In München tut sich laut Süddeutsche Zeitung seit 2013 Die Freiheit unter ihrem Landesvorsitzenden Michael Stürzenberger und deren Umfeld beim gezielten Erzeugen von Hass-Mails besonders hervor. Wer sich „öffentlich gegen Rechtsextremismus“ wende und sich für eine „offene, tolerante Stadtgesellschaft“ oder für „interreligiösen Dialog“ engagiere, werde „zur Zielscheibe“. Auf einschlägigen Blogs oder Internetseiten werden die Betroffenen angeprangert; neben Beruf, Amt und Funktion wird die Mail-Adresse veröffentlicht. Michael Stürzenberger, der in Personalunion auch Landeschef der Bürgerbewegung Pax Europa ist, schreibt regelmäßig auf dem Internetblog Politically Incorrect (PI) und hat dort die Adressen von Politikern, Wissenschaftlern, religiösen Vertretern oder der Polizei veröffentlicht mit dem Hinweis, die Mails in Kopie an mehrere Adressaten zu schicken. Mit einer Flut von Hassmails wurden mehrere Politiker in München bedroht sowie ein Imam und eine evangelische Pfarrerin, die einen Imam zu einer Kanzelrede eingeladen hatte. Die Staatsanwaltschaft prüft, ob die Inhalte strafrechtlich relevant sind, etwa ob sie den Tatbestand der Volksverhetzung erfüllen. Joachim Herrmann bestätigte, dass der Verfassungsschutz intensiv prüfe, ob „hinreichende Anhaltspunkte für verfassungsfeindliche Bestrebungen“ der Partei Die Freiheit und des Weblogs und damit für eine Beobachtung vorliegen.[24] Bereits im September 2011 wurden enge Kontakte zwischen Die Freiheit und Stefan Herre, dem Gründer und Mitbetreiber von Politically Incorrect, in der Öffentlichkeit bekannt.[25]

Bereits seit 2012 sammelt Die Freiheit Unterschriften für ein Bürgerbegehren gegen das geplante Zentrum für Islam in Europa München (ZIE-M). CSU-Fraktionschef Josef Schmid unterstellt Der Freiheit dabei „den gleichen Grad an Ausländerfeindlichkeit wie der NPD.“ Nach Münchens Oberbürgermeister Christian Ude geht es der Freiheit um eine grundsätzliche Absage an jegliche Religionsfreiheit für den Islam. Die Grenzen zwischen Rechtspopulismus und Rechtsextremismus hält Ude für „ausgesprochen fließend“.[26]
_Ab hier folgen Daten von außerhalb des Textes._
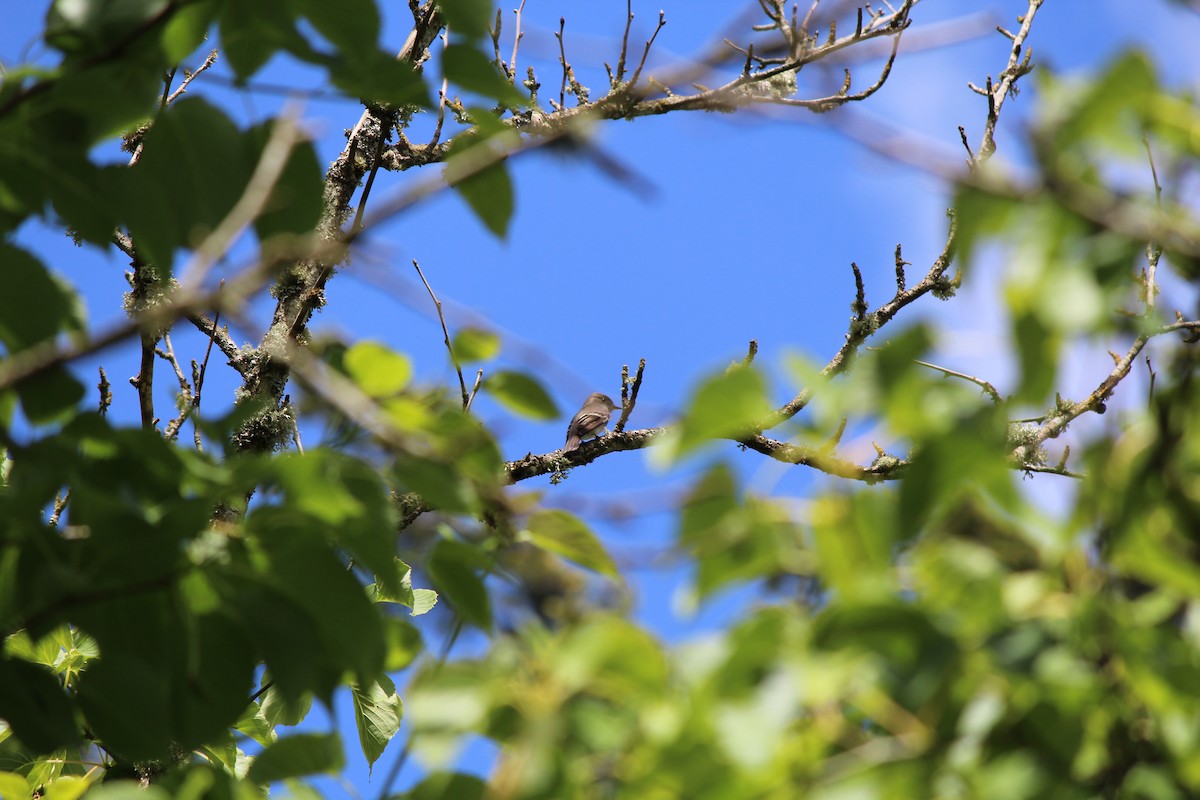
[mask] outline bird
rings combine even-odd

Das Bayerische Landesamt für Verfassungsschutz beobachtet seit März 2013 den bayerischen Landesverband der Freiheit unter der Leitung des Landesvorsitzenden Michael Stürzenberger wie auch die Münchener Ortsgruppe von Politically Incorrect und stuft diese als „extremistisch“ ein, weil sie mit ihren Aktionen die Menschenwürde von Muslimen verletze und das friedliche Miteinander von Menschen unterschiedlicher Herkunft und Religion bedrohe.[27] Bayern ist das einzige Bundesland, in dem Die Freiheit unter Beobachtung steht.[28] Laut Bayerns Innenminister Joachim Herrmann handle es sich um Islamfeindlichkeit, die sich außerhalb des Rechtsextremismus entwickele.[29] Die Beobachtung richtet sich insbesondere gegen Stürzenberger und einen „harten Kern“ des Landesverbandes, der etwa aus fünf Personen bestehe.[28]
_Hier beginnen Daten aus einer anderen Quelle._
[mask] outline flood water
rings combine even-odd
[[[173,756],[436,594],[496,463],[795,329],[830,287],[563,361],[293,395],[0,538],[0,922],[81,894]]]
Christian Holz, Mitglied im bayerischen Parteivorstand, akzeptierte im Sommer 2013 einen Strafbefehl über 180 Tagessätze zu je 10 Euro für gefährliche Körperverletzung und rassistische bzw. homophobe Beleidigungen gegenüber Gegendemonstranten und Journalisten.[30][31]

Im September 2013 kündigte die Münchner Bank der Partei das Konto und begründete dies damit, dass die genossenschaftlichen Werte der Bank auf einem friedlichen Miteinander von Menschen unterschiedlicher Herkunft und Religion basierten und die Aktionen der Partei dieses friedliche Miteinander bedrohten und die Menschenwürde verletzten. Auch die Stadtsparkasse München kündigte die Parteikonten.[32]

Weitgehende Einstellung der Aktivitäten[Bearbeiten]

Am 30. September 2013 teilte der Bundesvorsitzende Stadtkewitz mit, dass alle landes- und bundespolitischen Aktivitäten der Freiheit zugunsten der AfD eingestellt würden. Sein Stellvertreter Stürzenberger ergänzte jedoch, dass man auf kommunaler Ebene weiter aktiv bleiben wolle und eine Auflösung nicht geplant sei.[33][34] Bernd Lucke, der Parteichef der AfD, reagierte auf die Ankündigung durch Stadtkewitz, indem er einen Aufnahmestopp für ehemalige Mitglieder der Freiheit verhängte, wobei Ausnahmefälle nach Einzelprüfung und Bestätigung durch den jeweiligen Landesverband möglich seien.[35]

Nach Angaben von Stadtkewitz verlor die Freiheit in nur wenigen Monaten (Stand: 1. Oktober 2013) mehr als zwei Drittel ihrer ursprünglichen Mitglieder.[33]

Im Oktober 2013 trat René Stadtkewitz vom Amt des Bundesvorsitzenden zurück.[36]

Der neue Parteivorstand vereinbarte eine Zusammenarbeit mit der Partei Die Republikaner für die Kommunalwahlen in Bayern und die Europawahl im Jahr 2014. [37]

Politische Inhalte[Bearbeiten]

Grundsatzprogramm[Bearbeiten]

Die Freiheit wirft dem politischen System der Bundesrepublik vor, den Parteien zu viel Macht zu geben, die in vielen Entscheidungen gegen den Willen der Mehrheit entscheiden würden. Sie fordert eine Ausweitung von Elementen direkter Demokratie wie etwa Volksentscheiden, auch auf Bundesebene,[38] sowie die Direktwahl des Bundespräsidenten. Den Institutionen der Europäischen Union steht sie ablehnend gegenüber und bezeichnet die EU als „nicht demokratisch legitimierte Herrschaft des Brüsseler Zentralstaats, der immer mehr Kompetenzen seiner Mitglieder an sich reißt.“ Die Partei fordert eine „umfangreiche Restrukturierung, den Abbau des Beamtenapparates und die Anpassung der Gehälter, die Einrichtung demokratischer Institutionen und die Übertragung der Kontrolle an die europäischen Völker“ sowie eine „adäquate Stimmverteilung“ im Europaparlament. Der Beitritt der Türkei zur EU soll mit Hilfe einer Volksabstimmung gestoppt werden.[39]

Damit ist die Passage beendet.